# spine chart showing carbon arrows equvalent in aluminum arrow (#)



## kawzak (Oct 4, 2017)

I am sure it exists, sorry if it,s been asked alot already. I am looking for a chart that shows the spine of aluminum arrows/corresponding # of arrow. for instance-what is the equvalent of a 500 or 600 spine carbon arrow to an aluminum arrow. I am wanting to shoot both, at least for a while. I have an arrow saw (old but still works good), and grain/gram scale so I can make them identical as much as possible. Thanks for your replies.


----------



## nickle (Sep 25, 2017)

Easton arrow catalogs had what you need try their web site


----------



## Easykeeper (Jan 2, 2003)

https://eastonarchery.com/target/xx75-platinum-plus/


----------



## oldnewby (Oct 13, 2015)

The Easton web site has charts showing the spine deflection numbers for the various types of XX75 series aluminum arrows; but I don't see those sorts of charts for the other Easton aluminum arrows. Easykeeper or nickle: do you suppose that we can assume the spine deflection numbers figures would be the same for the other Easton aluminum arrows of equivalent diameter and wall thickness?


----------



## Easykeeper (Jan 2, 2003)

Different types of aluminum will have slightly different material properties and those properties are part of what goes into the measured static deflection. I think the more important variables are outside diameter vs. inside diameter (wall thickness). The difference in material properties is more likely to come into play with dynamic spine.

My guess, and I honestly don't know for sure, is that the other grades or models of aluminum shafts from Easton will be close enough to what's listed for the Platinum Plus shafts will be essentially the same as far as static spine goes. Whether they tune the same (dynamic spine) is going to be a matter for the individual to figure out.


----------



## kawzak (Oct 4, 2017)

Thanks for all your input, direction, sites and all. I appreciate it.


----------



## Corene1 (Apr 27, 2014)

Go to this Easton site ,https://eastonarchery.com/targets/ , it shows all their aluminum arrows and the corresponding weights and spines of each. Also the only thing that you can get to match between a .500 spine carbon and a .500 spine aluminum is the length . Typically an aluminum arrow of equal spine is heavier inch per inch than a carbon. Maybe look at the carbon wrapped aluminum combinations to get a heavier carbon arrow.


----------



## Easykeeper (Jan 2, 2003)

Corene1 makes a good point. Shafts of identical static spines won't necessarily have identical dynamic spines, especially when comparing shafts of carbon or aluminum. A weight difference between shafts of identical spine compounds the issue.

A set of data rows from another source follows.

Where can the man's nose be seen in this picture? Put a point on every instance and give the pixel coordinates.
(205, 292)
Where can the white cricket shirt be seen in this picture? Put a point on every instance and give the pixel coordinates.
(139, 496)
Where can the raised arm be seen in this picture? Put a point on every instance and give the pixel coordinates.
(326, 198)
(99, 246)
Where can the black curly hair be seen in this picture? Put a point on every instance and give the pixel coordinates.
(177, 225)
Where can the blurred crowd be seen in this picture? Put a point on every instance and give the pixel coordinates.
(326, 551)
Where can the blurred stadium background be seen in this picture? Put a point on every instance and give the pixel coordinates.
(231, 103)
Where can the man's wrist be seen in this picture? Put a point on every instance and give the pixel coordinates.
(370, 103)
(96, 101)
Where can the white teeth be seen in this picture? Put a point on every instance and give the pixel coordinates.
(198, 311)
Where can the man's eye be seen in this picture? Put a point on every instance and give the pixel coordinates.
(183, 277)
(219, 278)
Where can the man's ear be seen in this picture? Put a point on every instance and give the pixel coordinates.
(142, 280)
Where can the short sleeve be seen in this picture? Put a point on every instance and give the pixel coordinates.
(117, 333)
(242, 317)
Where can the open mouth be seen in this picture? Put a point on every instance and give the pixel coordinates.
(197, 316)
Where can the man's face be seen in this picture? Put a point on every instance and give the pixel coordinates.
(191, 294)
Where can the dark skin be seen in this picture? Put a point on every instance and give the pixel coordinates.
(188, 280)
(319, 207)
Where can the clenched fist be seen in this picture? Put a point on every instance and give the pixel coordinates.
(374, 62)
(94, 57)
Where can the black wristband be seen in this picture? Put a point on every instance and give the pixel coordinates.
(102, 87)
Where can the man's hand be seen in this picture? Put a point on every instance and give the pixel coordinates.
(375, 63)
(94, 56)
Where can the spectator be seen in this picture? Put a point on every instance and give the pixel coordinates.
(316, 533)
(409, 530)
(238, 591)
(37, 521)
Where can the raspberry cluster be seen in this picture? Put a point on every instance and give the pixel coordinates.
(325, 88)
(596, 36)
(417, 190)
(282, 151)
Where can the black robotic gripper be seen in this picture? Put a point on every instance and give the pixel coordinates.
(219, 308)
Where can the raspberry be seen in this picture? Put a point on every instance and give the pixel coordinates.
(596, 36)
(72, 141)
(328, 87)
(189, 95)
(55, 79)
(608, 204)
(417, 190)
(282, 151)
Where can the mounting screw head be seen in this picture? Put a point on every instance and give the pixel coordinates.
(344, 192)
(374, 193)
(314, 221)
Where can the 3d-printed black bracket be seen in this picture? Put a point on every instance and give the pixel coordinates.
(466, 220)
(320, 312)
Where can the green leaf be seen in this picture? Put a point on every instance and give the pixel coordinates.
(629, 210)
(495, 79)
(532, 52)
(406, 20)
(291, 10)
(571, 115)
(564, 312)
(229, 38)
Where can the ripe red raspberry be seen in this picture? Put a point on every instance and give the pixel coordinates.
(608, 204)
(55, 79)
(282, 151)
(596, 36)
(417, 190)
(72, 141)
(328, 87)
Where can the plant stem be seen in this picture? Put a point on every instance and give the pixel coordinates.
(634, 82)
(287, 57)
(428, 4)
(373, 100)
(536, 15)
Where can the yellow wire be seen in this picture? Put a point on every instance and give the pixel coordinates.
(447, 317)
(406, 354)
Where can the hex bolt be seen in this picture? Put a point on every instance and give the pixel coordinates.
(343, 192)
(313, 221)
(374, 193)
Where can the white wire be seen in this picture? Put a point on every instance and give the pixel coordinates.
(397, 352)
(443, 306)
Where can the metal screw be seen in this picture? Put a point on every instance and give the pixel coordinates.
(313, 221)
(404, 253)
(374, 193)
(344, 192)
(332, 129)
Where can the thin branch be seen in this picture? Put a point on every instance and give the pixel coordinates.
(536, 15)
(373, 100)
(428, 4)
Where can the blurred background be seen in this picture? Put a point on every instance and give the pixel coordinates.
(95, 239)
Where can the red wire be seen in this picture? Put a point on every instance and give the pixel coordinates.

I think the 3Rivers spine calculator is probably about the best way to compare shaft specifications...https://www.3riversarchery.com/screw-in-field-point-test-kit-5-16.html

You need to know the reference shaft is correct through tuning, then you could match something else and be relatively close. You may still need to tweak to get the best tune for each.


----------



## Ken_Riser (Jul 1, 2017)

kawzak said:


> I am sure it exists, sorry if it,s been asked alot already. I am looking for a chart that shows the spine of aluminum arrows/corresponding # of arrow. for instance-what is the equvalent of a 500 or 600 spine carbon arrow to an aluminum arrow. I am wanting to shoot both, at least for a while. I have an arrow saw (old but still works good), and grain/gram scale so I can make them identical as much as possible. Thanks for your replies.


Just. Be always careful seen many over stressing arrows all types and yes seen many end up with a exploded shaft in their arms stay not a pretty sight seeing anbody injured at war or a hobby stay safe and enjoy seen many when I won state dyna bow offerede to shoot theirs Fred bear was giving me the old 2018 orange shafts when nobody could get then I was lucky shooting 60lbs and then back in 80 were supposed to be 50 to 60 I stayed at that for comp many went higher in poundage and way way lighter on shafts yea the dyna bow was a one cam bow and 80 perscent letoff it was fast if you were good at getting off the string smooth I shot fingers aided I cut my black widow tab real short I was just about holding string by knots on fingers but I had to learn to do much smoother release all bows before shandled Jennings wood handled Jennings stacked up hard release was not hard 80 perscent whole new ball game but I got it down and won second year b dyna bow first 139 dollar bear polar ltd lol but I practiced and lived with a gun or bow or pellet gun or hunting all types and trapped as a kid loved the woods then 26 years retired command sarg major army scout woods time again with a camera even a bow got boring to me but after combat I just could not kill no more animals so I'm gonna teach stalking I loved that and I was good a natural have fun all airborne scout out !!!?

Sent from my Moto E (4) using Tapatalk


----------



## Bill 2311 (Jun 24, 2005)

"so I can make them identical as much as possible." Spine maybe, weight, not very close.

As far as spine (and weight) off aluminum arrows, here is the best source....
http://www.shootingthestickbow.com/ArrowGuide.html


----------